Love is in the air. How do you feel about writing sex scenes in crime fiction?
My books have quite a lot of action, violence, suspense. What they don’t have a lot of is sex or even romance, really.
Not that I intentionally write chaste books, but it just sort of happened that way. Perhaps it stems from the one time I did try it and how I feel about it now. In an early novel I included a sex scene. I still stand by that it was true to the characters, advanced the plot and wasn’t extraneous or merely there for titillation. That said, when I look back on it now, it feels icky to me. I recently got rights back to that book and if I were to bring it out again, I would revisit that scene and maybe not cut it entirely, but rewrite it for sure.
There is a very good chance that I simply wrote it poorly.
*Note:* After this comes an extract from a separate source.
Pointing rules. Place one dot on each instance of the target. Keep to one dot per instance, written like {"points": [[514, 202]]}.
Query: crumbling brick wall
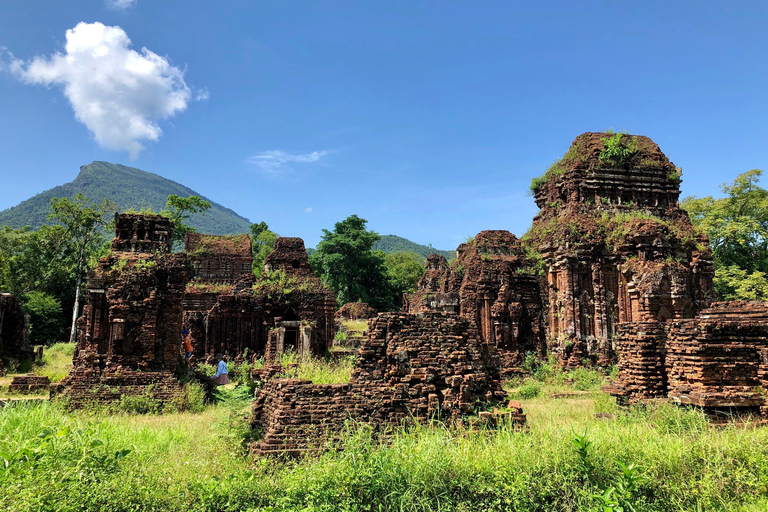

As I’ve admitted, I don’t have much expertise in this area of writing. That includes reading. I don’t read a whole lot of stuff that has extended sex or deep romances. And I don’t mean smut or porn, but I’m not among the millions of reader who love so many of the epic fantasies that are huge right now. I’m not a Romance reader. I’m not the kind of reader who stops their scrolling when they see a book cover with a half naked model on the cover, male or female, and think “Oooh, tell me more”. But those readers exist in huge numbers. They want the steamy, the sexy, the bawdy. But they want it well written. (there’s a reason they give an award for worst sex scene in a book. It’s a minefield) And there are hundreds of authors willing and eager to give it to them. Just not me.
I don’t consider myself prude. I’ve got no religious hangups about sex. I’m equally as uninterested in a same-sex scene and a straight scene. And yet, I don’t think it’s realistic to ignore sex entirely in books. It’s a part of life, therefore it should be a part of our characters.
So maybe when I wrote my scene, and the later regretted it, I was just admitting this is not what I do well.
I avoid many things I know I don’t do well. I don’t write traditional Agatha Christie-type murder mysteries because I’m just not smart enough to reverse engineer a case and to use the sleight of hand on readers to make the solution anything less than obvious.
I don’t write about dragons and knights because I find it silly. I prefer the real world, but I’m glad those that want to delve into the fantastical have those options.
I don’t write about serial killers because they bore me and if an author is bored by their subject, then the reader will be as well.
So, I gave up writing about sex.
In my latest novel I do have a bit of an unrequited love. Or at least a what-could-have-been for two characters that stops short of actual romance because of the circumstances they’re both in. That ends up more Remains Of The Day than a hot, steamy romance.
I mention it just so you know that I don’t ignore character’s feelings of love, or even lust. I wrote a whole book, The Year I Died Seven Times, about a man’s quest to get his girlfriend back and in my world, if knocking on death’s door seven times for a woman isn’t romance, then I don’t know what is. (that’s not the one with the sex scene if you’re wondering)
So I’ve taken myself out of the game for writing about sex. Not that I won’t ever again. It if fits the story and it advances the plot, sex can tell us a lot about characters. Maybe I’ll practice a little first. Write some stuff and only show it to my wife. She’s already excellent at telling me if my attempts at sex are lousy.